We are clicking pics every day and the Image datastore industry is spreading its way to our lifestyle. Massive amounts of images are kept on adding every day. In this story, I like to present a tool to search for images of a given object or celebrity like Google images. Don’t get me wrong, this is nowhere near Google images. Google images crawl weblinks. This story just belongs to same object-store.
Images will be copied and stored in the S3 bucket. I am using external tools to copy images. This external tool can be anything like S3 CLI or simple AWS. S3 state change event will trigger the Lambda function to perform image recognition analysis. I am performing two types of analysis, general analysis about environment/object, secondly celebrity analysis. Once the analysis is performed, data will be stored in Dynamodb. Dynamodb is using “keyname” from S3 as the primary key for the images. All labels generated from image recognition will be stored as an attribute in the newly assigned item.

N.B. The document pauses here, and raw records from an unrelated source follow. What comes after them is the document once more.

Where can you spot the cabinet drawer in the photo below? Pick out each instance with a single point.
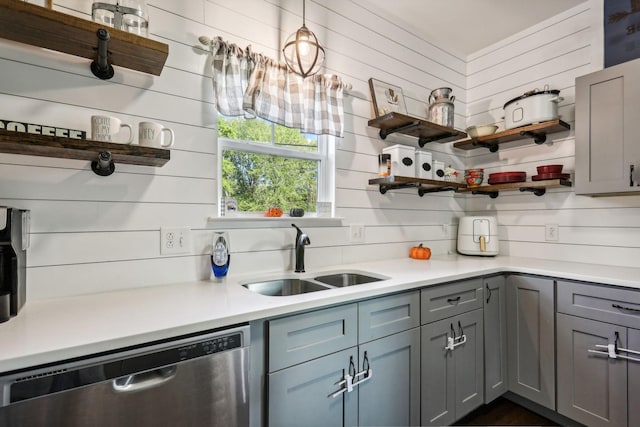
(384, 316)
(607, 304)
(303, 337)
(444, 301)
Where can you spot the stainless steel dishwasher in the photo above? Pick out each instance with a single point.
(198, 381)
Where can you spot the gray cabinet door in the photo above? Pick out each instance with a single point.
(469, 364)
(633, 376)
(606, 129)
(392, 396)
(437, 384)
(495, 338)
(302, 395)
(531, 343)
(592, 388)
(452, 380)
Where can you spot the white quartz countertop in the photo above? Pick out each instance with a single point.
(53, 330)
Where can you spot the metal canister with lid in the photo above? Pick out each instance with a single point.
(441, 107)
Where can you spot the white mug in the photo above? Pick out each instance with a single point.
(150, 134)
(103, 128)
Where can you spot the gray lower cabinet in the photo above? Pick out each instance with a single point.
(592, 388)
(452, 379)
(306, 387)
(530, 337)
(495, 338)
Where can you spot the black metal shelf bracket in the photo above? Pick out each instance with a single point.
(422, 191)
(100, 67)
(492, 194)
(104, 166)
(386, 132)
(492, 147)
(536, 191)
(538, 138)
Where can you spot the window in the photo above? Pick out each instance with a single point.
(265, 165)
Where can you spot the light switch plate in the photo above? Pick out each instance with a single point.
(175, 240)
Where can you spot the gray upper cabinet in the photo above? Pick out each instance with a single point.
(495, 338)
(531, 341)
(607, 126)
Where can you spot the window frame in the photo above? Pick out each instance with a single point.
(325, 156)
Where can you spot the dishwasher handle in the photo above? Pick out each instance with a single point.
(144, 380)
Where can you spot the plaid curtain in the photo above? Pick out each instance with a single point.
(253, 85)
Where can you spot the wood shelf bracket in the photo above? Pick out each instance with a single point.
(100, 67)
(538, 137)
(386, 132)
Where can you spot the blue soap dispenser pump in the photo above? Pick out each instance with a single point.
(220, 254)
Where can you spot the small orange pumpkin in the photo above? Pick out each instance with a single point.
(420, 252)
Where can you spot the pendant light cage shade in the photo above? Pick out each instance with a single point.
(303, 53)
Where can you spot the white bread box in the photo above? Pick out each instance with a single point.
(478, 235)
(402, 160)
(424, 164)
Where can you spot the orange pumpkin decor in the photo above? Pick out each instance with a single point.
(274, 212)
(420, 252)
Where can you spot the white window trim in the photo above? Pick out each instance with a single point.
(325, 157)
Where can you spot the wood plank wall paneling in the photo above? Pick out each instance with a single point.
(594, 230)
(93, 234)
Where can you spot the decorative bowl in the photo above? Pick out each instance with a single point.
(473, 177)
(481, 130)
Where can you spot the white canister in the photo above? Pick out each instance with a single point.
(424, 164)
(438, 169)
(402, 159)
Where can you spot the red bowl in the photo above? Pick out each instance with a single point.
(549, 169)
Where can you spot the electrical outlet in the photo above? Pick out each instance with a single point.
(175, 240)
(551, 232)
(356, 233)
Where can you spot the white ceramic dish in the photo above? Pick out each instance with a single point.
(481, 130)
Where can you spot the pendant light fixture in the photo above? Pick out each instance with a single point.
(302, 51)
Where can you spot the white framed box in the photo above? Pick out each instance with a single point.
(402, 159)
(424, 164)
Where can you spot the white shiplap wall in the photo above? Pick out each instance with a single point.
(592, 230)
(94, 234)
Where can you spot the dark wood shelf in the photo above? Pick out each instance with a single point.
(80, 149)
(536, 187)
(424, 186)
(537, 131)
(423, 130)
(38, 26)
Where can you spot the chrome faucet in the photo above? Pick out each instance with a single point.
(302, 240)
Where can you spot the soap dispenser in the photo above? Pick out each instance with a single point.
(220, 254)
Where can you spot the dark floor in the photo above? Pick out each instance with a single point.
(503, 412)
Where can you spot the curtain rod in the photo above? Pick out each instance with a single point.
(208, 42)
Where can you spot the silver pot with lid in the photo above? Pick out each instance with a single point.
(441, 108)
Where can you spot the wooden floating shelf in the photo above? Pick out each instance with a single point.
(537, 131)
(80, 149)
(425, 186)
(38, 26)
(536, 187)
(423, 130)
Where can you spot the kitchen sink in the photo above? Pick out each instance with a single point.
(284, 287)
(347, 279)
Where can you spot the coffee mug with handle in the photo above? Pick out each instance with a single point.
(152, 134)
(104, 128)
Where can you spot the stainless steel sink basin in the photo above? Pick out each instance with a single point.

API gateway will be used to search for any images containing any value or celebrity. That will trigger the Lambda function will generate a pre-signed URL for each image and deliver it to the client. This pre-signed URL will expire in 10mins if the user will not download those images.
Feel free to download code from my GitHub repo.
Parameters to be added in parameter store —
- myregion = Region name where all environment is setup. Multiregion setup needed configuration change with Load balancer
- imagedb = Dynamodb table name
- Create dynamodb table with the primary key as string and name of primary key attribute “s3key”. “s3key” attribute will store image S3 keyname.
- s3bucket = S3 bucketname
- Create S3 bucket named specified in parameter store. Create “/image” folder where all images to be copied.
Create Two IAM roles. First IAM role used with Readwrite access to Dynamodb, Log steam, image recognition and S3 access. Function(image_process_function.py) will assigned this role. Policy information as below. I am using AWS managed policy for simplicity but ensure to use the appropriate role of minimum access. Use following AWS managed policy —
Second role use for second lambda function (search_images_from_db_function.py) used read DynamoDB database for correct images and keyname. Following are AWS managed policy should be added into role
Create empty Dynamodb table “imagerek” to store all label information into database. Primary key for this database should be “s3key”. If primary key is not named as S3key this solution will not work.
S3key has keyname from S3 images datastore.
Lambda Function (image_process_function.py)
Image function will get triggered after uploading images to S3 system. Function will perform two image recognition operations. First will verify all object and label all object discovered from image. Python function definition – “rek_labels”.
The second part of this function will check for images for any celebrity present. Python function definition – “rek_celebrities”.
Upon gathering information function will add this information into dynamodb table that has specified in the parameter store. The primary key for this image is “keyname” from S3 bucket.
Lambda function (search_images_from_db_function.py)
Second Lambda function will be used to search images that input is provided by API gateway. Upon inputs are received, images will be searched for specific keywords in dynamodb database.
Once the file keyname is received same function will create “pre-signed” url for images and send those links back to API gateway as html page.
Image’s pre-signed url will be sent back to as html page that will be displayed by api gateway. In real life scenario, images will be processed and presented by application\web layer.
Images uploaded to S3
Use any technique to upload images to S3 storage. One can copy images to S3 storage via cli, boto sdk, Rest API or any other custom application. Once images are uploaded lambda function will be triggered. Ensure to create “image” folder into S3 bucket and upload all images to folder. Please ensure lambda functions are deployed before images are uploaded to S3 bucket.
An idea if this design mainly centered around solution designing than developing an application. So I am using API gateway to send inputs to the Lambda function. Currently, the application does not support for multiple inputs but certainly can be added. After receiving responses from Lambda function, API will display images.
API gateway configuration
Default stage will be used. For better CI/CD process, try using canary method for new version deployment.
Selected url will be used to search for image.
Search link is api url then “?searchfor=” and things to search
<API gateway url>/?searchfor=<things to search>
I am going to search some of the images those are uploaded as testing images.
Images are used for educational purpose. Anyway if its not appropriate to use images, please post comments I will remove it.